Gone are the days where cell phones are strictly forbidden at museums. At least at the Cleveland Museum of Art , one of the world’s most distinguished art institutions. I visited the Cleveland Museum of Art a few weeks ago and was amazed by the hidden nuggets that cell phones are revealing. Where some museums have signs reminding you of the prohibition of cell phones, the CMA has signs encouraging you to use your smart phone. They’re just not using the smart phone in one particular way. They are using both QR codes for advertising and mobile phone tours.
QR is short for Quick Response, and the codes are two-dimensional black and white squares arranged in a specific matrix, much like that of a barcode. QR codes were originally used for vehicle manufacturing, but as you can tell these nifty little squares of technology are becoming quite popular outside the world of manufacturing. Artist Fabrice de Nola is working with QR codes within her oil paintings and QR Arts is turning practical and actual QR codes into designs for companies.

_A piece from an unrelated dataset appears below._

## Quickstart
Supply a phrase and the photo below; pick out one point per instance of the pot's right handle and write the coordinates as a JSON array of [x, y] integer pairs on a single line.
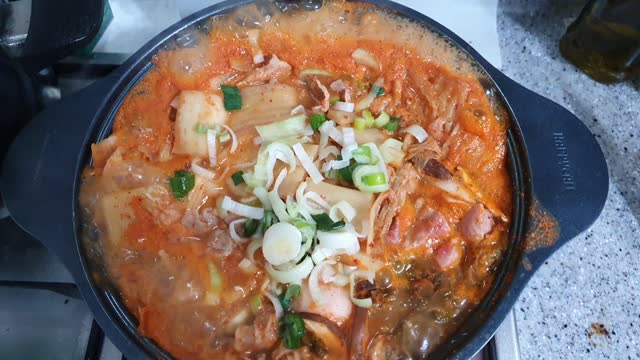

According to Museum Media the CMA is the first museum in Northeast Ohio to attempt to use QR codes. The Vancouver Opera and the Palm Beach Opera are also using QR codes in their advertisements. The codes were placed within advertisements in June 2010 for the reopening of the museum after its massive remodel and ongoing expansion. The codes directed people to the museums new website and allowed people to plan their trips to the free museum.
Tim Brokaw, managing partner of Brokaw Inc., the firm responsible for helping the CMA create the campaign said, “The art museum chose to experiment with QR codes for the first time to become more attractive to those people who often are early adopters of technology and are willing to try new things.”
QR codes are not the only new technology the Cleveland Museum of Art is using. They have started to use mobile phones for tours with the help of Earprint Productions. Founded by Jason Reinier, Earprint Productions, specializes in creating “exhibit design, mobile tours and apps, and scriptwriting for the museum community.”
Earprint Productions created an online and mobile tour called Art Conversations. Narrated by Dee Perry, “Art Conversations features voices of museum professionals, local artists, community members, and experts.” The audio is clear and allows the listening to hear these great insights without renting an antiquated listening device. We are now able to listen to mobile tours without wondering who used the device last. Unfortunately my phone did have some trouble receiving information, but other people within my group did not have the same problems. I blame my phone and not the technology.
Along with tapping into the smartphone niche the Cleveland Museum of Art has started their own blog. Within the blog contains posts about exhibits, artists and the construction project at the museum. I am glad that the Cleveland Museum of Art is advancing past what other museums are doing and into the world of technology.